TESLİM ALMA KONUMU: İstanbul Havalimanı (IST) BIRAKMA KONUMU: Taksim Ofis TARİH: (empty — visitor enters) SAAT: 10:00

…and only needs to add date and submit. The path from "click on a homepage card" to "see results" is two interactions instead of four.

The pre-fill is backwards compatible: a transfer-search page loaded without query parameters behaves exactly as it did before v4.34.1. The change is purely additive.

Developer extension points

Filter for the section header link target ("Search transfers" link). Returned by resolve_view_all_url().

add_filter('mhm_rentiva_popular_routes_view_all_url', function ($url) {
return home_url('/transfer/');
});

When this filter returns empty, the section header link is hidden — useful for installations that don't have a transfer-search page yet.

Filter for the card click target base URL (introduced in v4.34.1). Independent from the section header link, so themes can route them to different pages.

add_filter('mhm_rentiva_popular_routes_search_url', function ($url) {
return home_url('/transfer-search/');
});

When empty, falls back to the mhm_rentiva_popular_routes_view_all_url filter, which itself falls back to home_url('/transfer/').

Filter the origin-type icon. Receives the default icon and the type slug.

add_filter('mhm_rentiva_popular_routes_type_icon', function ($icon, $type) {
if ($type === 'airport') {
return '🛫';
}
return $icon;
}, 10, 2);

Useful when the brand voice wants different emoji or short text glyphs.

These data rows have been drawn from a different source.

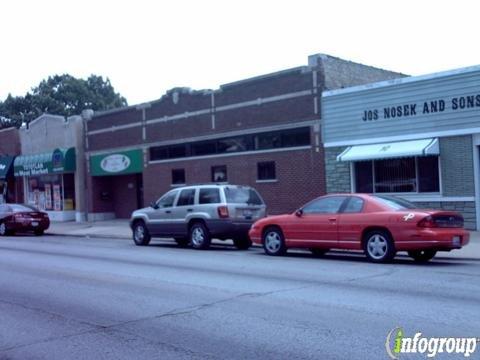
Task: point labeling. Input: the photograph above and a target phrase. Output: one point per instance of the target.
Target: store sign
(423, 108)
(115, 163)
(118, 163)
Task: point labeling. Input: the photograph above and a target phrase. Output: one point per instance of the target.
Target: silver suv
(193, 215)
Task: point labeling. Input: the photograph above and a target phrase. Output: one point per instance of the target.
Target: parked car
(196, 214)
(21, 217)
(379, 225)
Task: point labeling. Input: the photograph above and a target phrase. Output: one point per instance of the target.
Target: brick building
(415, 137)
(264, 132)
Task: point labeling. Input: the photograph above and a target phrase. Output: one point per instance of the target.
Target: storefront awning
(390, 150)
(57, 161)
(5, 165)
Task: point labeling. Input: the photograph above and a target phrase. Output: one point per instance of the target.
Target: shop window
(266, 170)
(178, 176)
(403, 175)
(219, 174)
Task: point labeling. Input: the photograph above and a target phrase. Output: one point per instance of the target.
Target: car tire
(141, 235)
(200, 236)
(3, 229)
(182, 242)
(319, 252)
(378, 246)
(274, 242)
(242, 243)
(422, 255)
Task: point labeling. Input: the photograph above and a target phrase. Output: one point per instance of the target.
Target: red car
(379, 225)
(22, 217)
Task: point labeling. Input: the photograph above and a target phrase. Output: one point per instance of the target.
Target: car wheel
(274, 242)
(422, 255)
(378, 246)
(319, 252)
(141, 236)
(3, 229)
(182, 242)
(242, 243)
(200, 236)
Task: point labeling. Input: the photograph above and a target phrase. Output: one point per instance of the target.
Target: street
(90, 298)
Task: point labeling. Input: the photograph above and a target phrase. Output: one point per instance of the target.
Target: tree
(60, 95)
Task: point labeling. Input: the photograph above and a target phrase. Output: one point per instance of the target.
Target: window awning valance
(398, 149)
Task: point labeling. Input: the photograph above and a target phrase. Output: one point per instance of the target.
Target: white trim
(445, 133)
(229, 154)
(114, 128)
(287, 126)
(399, 81)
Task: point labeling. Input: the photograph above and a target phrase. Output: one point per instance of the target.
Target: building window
(219, 173)
(178, 176)
(403, 175)
(266, 170)
(250, 142)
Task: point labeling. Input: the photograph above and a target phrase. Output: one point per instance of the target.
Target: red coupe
(379, 225)
(20, 218)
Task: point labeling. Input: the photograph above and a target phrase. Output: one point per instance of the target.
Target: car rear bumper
(228, 229)
(437, 239)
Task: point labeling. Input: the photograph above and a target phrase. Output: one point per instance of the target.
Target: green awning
(57, 161)
(5, 165)
(117, 163)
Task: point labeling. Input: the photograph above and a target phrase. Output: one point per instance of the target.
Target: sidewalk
(120, 229)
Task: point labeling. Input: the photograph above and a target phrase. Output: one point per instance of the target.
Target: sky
(146, 47)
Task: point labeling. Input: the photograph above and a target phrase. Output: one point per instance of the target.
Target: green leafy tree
(60, 95)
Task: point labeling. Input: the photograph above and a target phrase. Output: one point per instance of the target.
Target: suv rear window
(209, 196)
(242, 196)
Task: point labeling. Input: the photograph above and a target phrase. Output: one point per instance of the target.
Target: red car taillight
(427, 222)
(222, 211)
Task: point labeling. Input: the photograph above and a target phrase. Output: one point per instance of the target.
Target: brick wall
(299, 176)
(457, 166)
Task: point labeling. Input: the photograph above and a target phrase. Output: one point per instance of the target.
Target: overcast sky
(147, 47)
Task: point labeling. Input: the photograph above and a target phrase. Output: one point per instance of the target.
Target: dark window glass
(236, 144)
(219, 173)
(209, 196)
(204, 148)
(266, 170)
(428, 174)
(178, 176)
(327, 205)
(363, 177)
(354, 205)
(395, 203)
(167, 200)
(395, 175)
(187, 197)
(158, 153)
(177, 151)
(237, 195)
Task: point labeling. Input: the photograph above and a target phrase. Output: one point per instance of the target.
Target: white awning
(422, 147)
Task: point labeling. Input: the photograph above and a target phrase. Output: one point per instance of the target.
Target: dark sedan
(22, 217)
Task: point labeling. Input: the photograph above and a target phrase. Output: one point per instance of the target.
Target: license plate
(456, 241)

The repository class is part of the public-ish API. It accepts a sanitized argument array and returns route objects with origin/destination data joined. Themes that want to render their own card markup can call it directly:

$routes = \MHMRentiva\Admin\Transfer\Engine\TransferRouteProvider::get_popular_routes([
'limit' => 6,
'order' => 'featured',
'featured_only' => false,
'filter_origin_city' => 'Istanbul',
'filter_origin_type' => 'airport',
]);

foreach ($routes as $route) {
// $route->origin_name, $route->destination_name, $route->min_price,
// $route->is_featured, $route->origin_type, etc.
}

The query result is transient-cached for 1 hour. Calling TransferRouteProvider::clear_cache() invalidates all cached variants — admin route CRUD does this automatically.

Lite vs Pro behavior

PlanMaximum cards renderedMaximum routes admin can define
Lite33 (existing quota)
Prolimit attribute (default 6, max 50)unlimited

The cap on rendered cards is enforced via Mode::maxTransferRoutes(). A Lite site that uses limit="20" quietly clamps to 3 — no error, no upsell modal, the section just renders three cards.

Empty state

If no routes pass the eligibility filter (both endpoints is_active=1 AND allow_transfer=1, plus any user-supplied filters), the section renders nothing at all — no "Coming soon..." placeholder, no empty grid, no console noise. New installations look clean; populated installations only show what they have.

This is intentional. A blank-but-present section reads as broken; a missing section is invisible.